Auf und Ab an den Börsen zu Wochenschluss

Zinsängste drückten die Kurse zunächst nach unten, ehe der Beschluss zu einem US-Budget wieder Auftrieb gab.

Als im Frühjahr 2009 die Wirtschaftskrise tobte, starteten die Aktienkurse an den globalen Börsen zu einem sagenhaften Rekordlauf. Bis Ende Jänner des heurigen Jahres ging es mehr oder weniger stetig bergauf. Doch auch wenn es im Rückblick kaum Perioden gibt, die länger positiv waren: "An Altersschwäche werden die Bullen nicht eingehen", sagt Adam Lessing, Experte beim Fondsriesen Fidelity International. Mit Bullen sind jene Börsentiere gemeint, die die Kurse mit ihren Hörnern nach oben stoßen. Auch wenn sie noch kräftig genug sein sollten, könnte ihnen doch etwas ganz anderes die Lust verderben.

"Gute Nachrichten sind jetzt zu schlechten geworden", fasst Lessing zusammen. Noch vor kurzem hätten Meldungen über ein stärkeres Wirtschaftswachstum die Aktienmärkte beflügelt. Jetzt überwiegt die Sorge, die Notenbanken könnten die Zinsen zu stark erhöhen und den Konjunkturmotor abwürgen.

Angesichts dieses Wechselbads der Gefühle geht man bei Fidelity davon aus, dass die Investoren zwar nicht groß aus Aktien aussteigen, aber doch umschichten werden. Und zwar in Richtung sogenannter Qualitätsaktien (Value-Aktien genannt). Das sind Werte von Konzernen, die wenig verschuldet sind und ihre Märkte dominieren. Damit hätten sie die Kraft, steigende Inflation in Form höherer Preise weiterzugeben. Diese Umschichtungen würden erst recht zu heftigen Kursschwankungen (Volatilitäten) führen. "Auch wenn Sie finden, dass letzte Woche volatil war: jetzt geht es erst richtig los", so der Fidelity-Experte.

Hoher Seegang

Wie die Kurswellen ausschlagen, war auch am Freitag wieder zu sehen, wenn auch in etwas weniger beunruhigenden Form. Nachdem die US-Börsen am Donnerstag kräftig verloren hatten, gaben auch die asiatischen Märkte deutlich nach. In Europa schafften es einige Indizes nach einem guten Start an der Wall Street zeitweise in den Plusbereich. Als im Verlauf die US-Börsen aber wieder ins Minus drehten, endete der Handelstag in Europa erneut im Minus. In den Abendstunden wendete sich das Blatt in New York zwar schlussendlich zum Positiven. Das kam aber für Europa zu spät.

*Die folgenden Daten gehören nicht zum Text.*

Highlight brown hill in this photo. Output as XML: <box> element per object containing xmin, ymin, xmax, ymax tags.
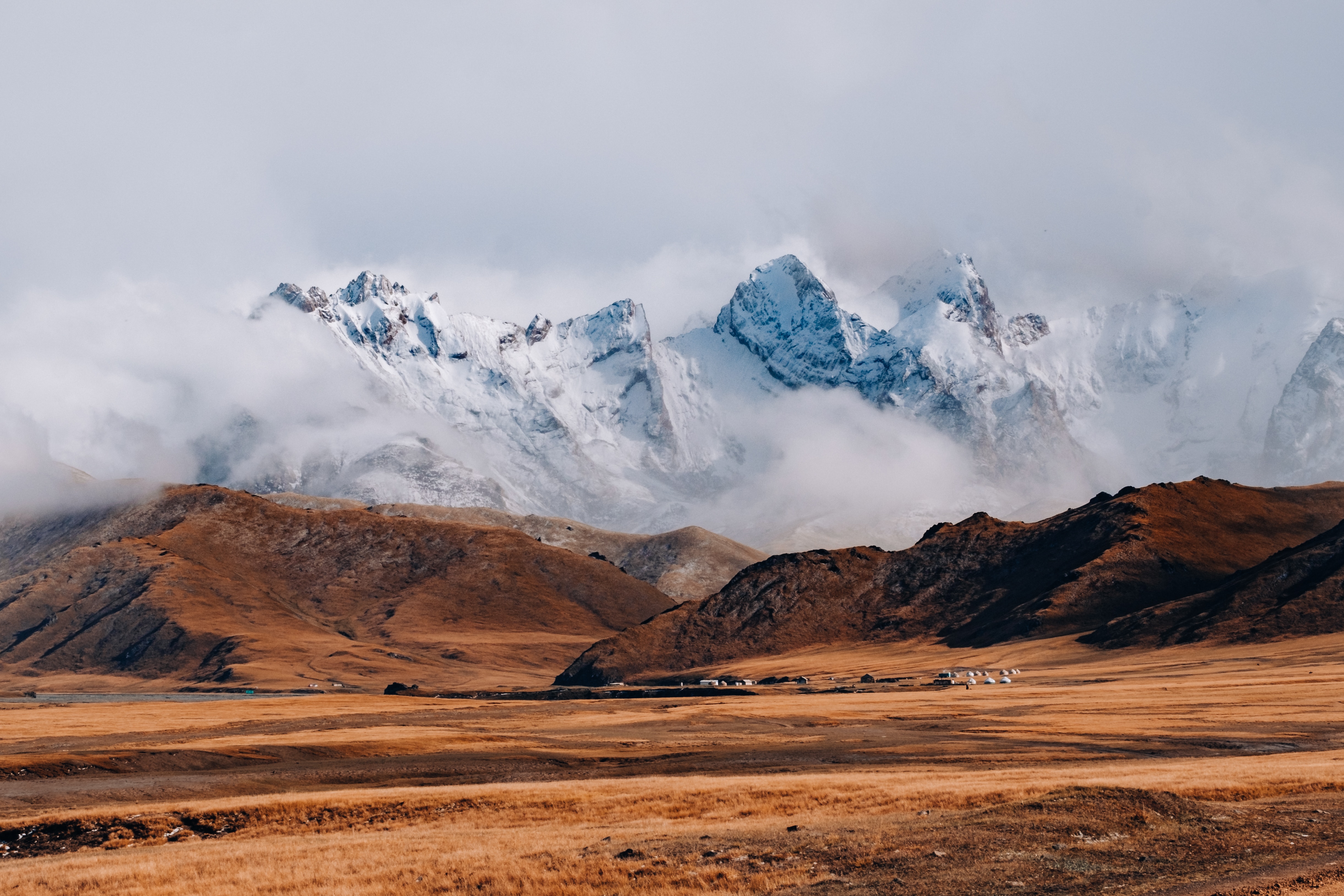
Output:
<box><xmin>262</xmin><ymin>492</ymin><xmax>766</xmax><ymax>601</ymax></box>
<box><xmin>1079</xmin><ymin>523</ymin><xmax>1344</xmax><ymax>648</ymax></box>
<box><xmin>0</xmin><ymin>486</ymin><xmax>673</xmax><ymax>691</ymax></box>
<box><xmin>556</xmin><ymin>477</ymin><xmax>1344</xmax><ymax>684</ymax></box>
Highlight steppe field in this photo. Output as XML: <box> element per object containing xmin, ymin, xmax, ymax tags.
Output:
<box><xmin>0</xmin><ymin>635</ymin><xmax>1344</xmax><ymax>896</ymax></box>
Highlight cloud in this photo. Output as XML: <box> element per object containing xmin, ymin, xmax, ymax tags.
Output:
<box><xmin>0</xmin><ymin>0</ymin><xmax>1344</xmax><ymax>537</ymax></box>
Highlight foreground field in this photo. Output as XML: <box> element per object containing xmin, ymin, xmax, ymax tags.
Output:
<box><xmin>8</xmin><ymin>637</ymin><xmax>1344</xmax><ymax>896</ymax></box>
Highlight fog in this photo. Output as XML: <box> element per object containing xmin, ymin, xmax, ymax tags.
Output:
<box><xmin>0</xmin><ymin>1</ymin><xmax>1344</xmax><ymax>540</ymax></box>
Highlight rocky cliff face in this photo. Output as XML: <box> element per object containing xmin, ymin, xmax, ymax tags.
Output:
<box><xmin>1265</xmin><ymin>317</ymin><xmax>1344</xmax><ymax>478</ymax></box>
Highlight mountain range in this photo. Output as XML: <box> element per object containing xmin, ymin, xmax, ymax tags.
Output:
<box><xmin>187</xmin><ymin>251</ymin><xmax>1344</xmax><ymax>549</ymax></box>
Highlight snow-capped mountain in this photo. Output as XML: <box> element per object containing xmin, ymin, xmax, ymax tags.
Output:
<box><xmin>203</xmin><ymin>253</ymin><xmax>1344</xmax><ymax>547</ymax></box>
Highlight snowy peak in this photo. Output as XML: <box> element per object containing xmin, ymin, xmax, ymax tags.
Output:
<box><xmin>878</xmin><ymin>248</ymin><xmax>1005</xmax><ymax>345</ymax></box>
<box><xmin>1265</xmin><ymin>317</ymin><xmax>1344</xmax><ymax>478</ymax></box>
<box><xmin>714</xmin><ymin>255</ymin><xmax>879</xmax><ymax>388</ymax></box>
<box><xmin>336</xmin><ymin>271</ymin><xmax>406</xmax><ymax>305</ymax></box>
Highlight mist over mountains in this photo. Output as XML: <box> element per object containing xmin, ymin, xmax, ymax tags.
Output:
<box><xmin>97</xmin><ymin>251</ymin><xmax>1344</xmax><ymax>549</ymax></box>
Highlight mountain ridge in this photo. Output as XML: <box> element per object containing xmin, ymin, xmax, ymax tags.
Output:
<box><xmin>556</xmin><ymin>477</ymin><xmax>1344</xmax><ymax>685</ymax></box>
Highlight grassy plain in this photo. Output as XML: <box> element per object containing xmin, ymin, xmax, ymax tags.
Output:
<box><xmin>8</xmin><ymin>635</ymin><xmax>1344</xmax><ymax>896</ymax></box>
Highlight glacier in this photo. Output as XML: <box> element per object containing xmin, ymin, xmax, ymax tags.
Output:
<box><xmin>199</xmin><ymin>251</ymin><xmax>1344</xmax><ymax>548</ymax></box>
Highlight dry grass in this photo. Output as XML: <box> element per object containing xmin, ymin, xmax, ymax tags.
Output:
<box><xmin>8</xmin><ymin>638</ymin><xmax>1344</xmax><ymax>896</ymax></box>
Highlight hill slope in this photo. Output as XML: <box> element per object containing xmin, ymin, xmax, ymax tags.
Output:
<box><xmin>1081</xmin><ymin>523</ymin><xmax>1344</xmax><ymax>648</ymax></box>
<box><xmin>262</xmin><ymin>493</ymin><xmax>766</xmax><ymax>601</ymax></box>
<box><xmin>0</xmin><ymin>486</ymin><xmax>673</xmax><ymax>689</ymax></box>
<box><xmin>556</xmin><ymin>477</ymin><xmax>1344</xmax><ymax>684</ymax></box>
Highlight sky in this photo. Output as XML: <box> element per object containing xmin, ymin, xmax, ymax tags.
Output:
<box><xmin>0</xmin><ymin>0</ymin><xmax>1344</xmax><ymax>518</ymax></box>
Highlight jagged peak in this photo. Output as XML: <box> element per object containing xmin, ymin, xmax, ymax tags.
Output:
<box><xmin>335</xmin><ymin>270</ymin><xmax>406</xmax><ymax>305</ymax></box>
<box><xmin>714</xmin><ymin>255</ymin><xmax>843</xmax><ymax>339</ymax></box>
<box><xmin>270</xmin><ymin>283</ymin><xmax>331</xmax><ymax>318</ymax></box>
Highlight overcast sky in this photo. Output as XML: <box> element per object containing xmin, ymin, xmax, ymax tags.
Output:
<box><xmin>0</xmin><ymin>0</ymin><xmax>1344</xmax><ymax>330</ymax></box>
<box><xmin>0</xmin><ymin>0</ymin><xmax>1344</xmax><ymax>505</ymax></box>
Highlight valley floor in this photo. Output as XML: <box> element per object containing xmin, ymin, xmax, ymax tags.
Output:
<box><xmin>0</xmin><ymin>635</ymin><xmax>1344</xmax><ymax>896</ymax></box>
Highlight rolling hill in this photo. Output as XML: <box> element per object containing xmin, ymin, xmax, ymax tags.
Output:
<box><xmin>0</xmin><ymin>485</ymin><xmax>673</xmax><ymax>691</ymax></box>
<box><xmin>262</xmin><ymin>493</ymin><xmax>766</xmax><ymax>601</ymax></box>
<box><xmin>556</xmin><ymin>477</ymin><xmax>1344</xmax><ymax>684</ymax></box>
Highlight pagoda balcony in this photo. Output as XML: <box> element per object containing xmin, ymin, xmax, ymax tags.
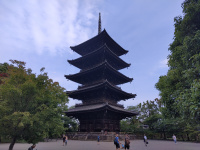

Für Erleichterung sorgte, dass es endlich in den USA für die nächsten zwei Jahre einen neuen Haushalt gibt. Nach einer dramatischen Nachtsitzung bis fast zum Morgengrauen und einem Mini-Shutdown setzte nun US-Präsident Donald Trump seine Unterschrift unter das im Kongress verabschiedete Haushaltsgesetz.
Die Nervosität an den Märkten bleibt aber weiter hoch. So hat der Dow Jones nach den erratischen Kursschwankungen von Freitag zwar fest geschlossen, auf Wochensicht bleibt aber immer noch ein Minus von fünf Prozent. Damit haben sich die US-Börsen weiter von den im Jänner erreichten Allzeithochs entfernt.

Einige Kommentatoren sprachen diese Woche von einem Börsen-Crash. Nun, das ist wohl maßlos übertrieben, denn der amerikanische Aktienmarkt hatte an einem Tag 4,5 Prozent verloren. Drei Tage später waren es 4 Prozent. Eine Hinrichtung für Aktionäre sieht anders aus, da gab es in der Vergangenheit schon genug Beispiele mit Einbrüchen von weit mehr als 10 Prozent. Aber ein Schuss vor den Bug der Übermütigkeit war es allemal. Und aus heiterem Himmel kam der Blitz auch nicht.

Starker Jänner

Was war geschehen? Einem übernatürlich starken Jänner mit stetig neuen Höchstkursen an der Wall Street war die Ernüchterung gefolgt. Mit dem Arbeitsmarktreport für Jänner wurde allen Wirtschaftsinteressierten klar: Die USA haben einen leer gefegten Arbeitsmarkt mit Vollbeschäftigung und daher steigender Lohnentwicklung. Da Janet Yellen bei ihrer letzten Pressekonferenz am 31. Jänner die Möglichkeit höhere Preisanstiege angesprochen hat, haben die meisten Anleger daraus geschlossen, dass die US-Notenbank heuer vier statt drei Zinsanhebungen im heurigen Jahr durchführen wird.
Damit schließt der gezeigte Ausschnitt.